Macroscopic theory of multipartite correlations in permutation-invariant open quantum systems
Krzysztof Ptaszynski, Maciej Chudak, Massimiliano Esposito
TL;DR
This work addresses the scaling of multipartite correlations in permutation-invariant open quantum systems by developing a phase-space, symmetry-based method that expresses the asymptotic behavior of the stationary mutual information $I_M$ entirely in terms of the mean-field drift. The central result is $\lim_{N\to\infty} \frac{I_M}{N} = S(\overline{\rho_{\xi}}) - \overline{S(\rho_{\xi})}$, linking macroscopic correlations to infinite-time averages over the drift dynamics. It shows that extensive scaling of $I_M$ is tied to the presence of time-dependent attractors (e.g., limit cycles) and is not robust for fixed-point relaxation, with the driven-dissipative Lipkin-Meshkov-Glick model as a concrete demonstration.
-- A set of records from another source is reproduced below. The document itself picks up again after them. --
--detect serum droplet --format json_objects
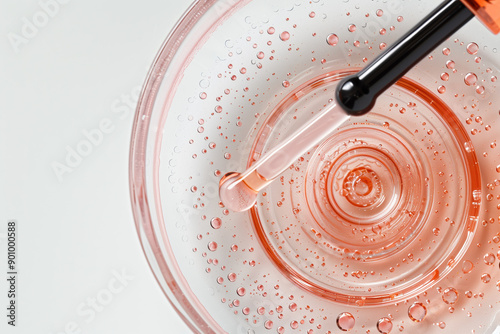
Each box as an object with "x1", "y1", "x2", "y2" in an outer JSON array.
[
  {"x1": 337, "y1": 312, "x2": 356, "y2": 332},
  {"x1": 377, "y1": 317, "x2": 392, "y2": 334},
  {"x1": 442, "y1": 288, "x2": 458, "y2": 305},
  {"x1": 326, "y1": 34, "x2": 339, "y2": 46},
  {"x1": 408, "y1": 303, "x2": 427, "y2": 322}
]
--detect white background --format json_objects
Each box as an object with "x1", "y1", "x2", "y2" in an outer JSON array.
[{"x1": 0, "y1": 0, "x2": 190, "y2": 334}]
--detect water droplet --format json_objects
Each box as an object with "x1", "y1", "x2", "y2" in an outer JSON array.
[
  {"x1": 377, "y1": 317, "x2": 392, "y2": 334},
  {"x1": 227, "y1": 273, "x2": 236, "y2": 282},
  {"x1": 483, "y1": 253, "x2": 495, "y2": 266},
  {"x1": 326, "y1": 34, "x2": 339, "y2": 46},
  {"x1": 442, "y1": 288, "x2": 458, "y2": 305},
  {"x1": 464, "y1": 72, "x2": 477, "y2": 86},
  {"x1": 408, "y1": 303, "x2": 427, "y2": 322},
  {"x1": 481, "y1": 274, "x2": 491, "y2": 283},
  {"x1": 210, "y1": 217, "x2": 222, "y2": 230},
  {"x1": 236, "y1": 287, "x2": 247, "y2": 297},
  {"x1": 280, "y1": 31, "x2": 290, "y2": 41},
  {"x1": 467, "y1": 43, "x2": 479, "y2": 55},
  {"x1": 462, "y1": 260, "x2": 474, "y2": 274},
  {"x1": 337, "y1": 312, "x2": 356, "y2": 332}
]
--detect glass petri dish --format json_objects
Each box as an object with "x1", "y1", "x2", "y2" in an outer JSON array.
[{"x1": 130, "y1": 0, "x2": 500, "y2": 334}]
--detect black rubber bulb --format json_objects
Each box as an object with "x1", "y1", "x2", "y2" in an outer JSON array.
[{"x1": 337, "y1": 0, "x2": 474, "y2": 116}]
This framework provides a practical route to quantify multipartite synchronization and other correlations in large quantum networks and offers avenues for extending quantum thermodynamics and non-equilibrium analyses in permutation-invariant settings.
Abstract
Information-theoretic quantities have received significant attention as system-independent measures of correlations in many-body quantum systems, e.g., as universal order parameters of synchronization. In this work, we present a method to determine the macroscopic behavior of the steady-state multipartite mutual information between $N$ interacting units undergoing Markovian evolution that is invariant under unit permutations. Using this approach, we extend a conclusion previously drawn for classical systems that the extensive scaling of mutual information is either not possible for systems relaxing to fixed points of the mean-field dynamics or such scaling is not robust to perturbations of system dynamics. In contrast, robust extensive scaling occurs for system relaxing to time-dependent attractors, e.g., limit cycles. We illustrate the applicability of our method on the driven-dissipative Lipkin-Meshkov-Glick model.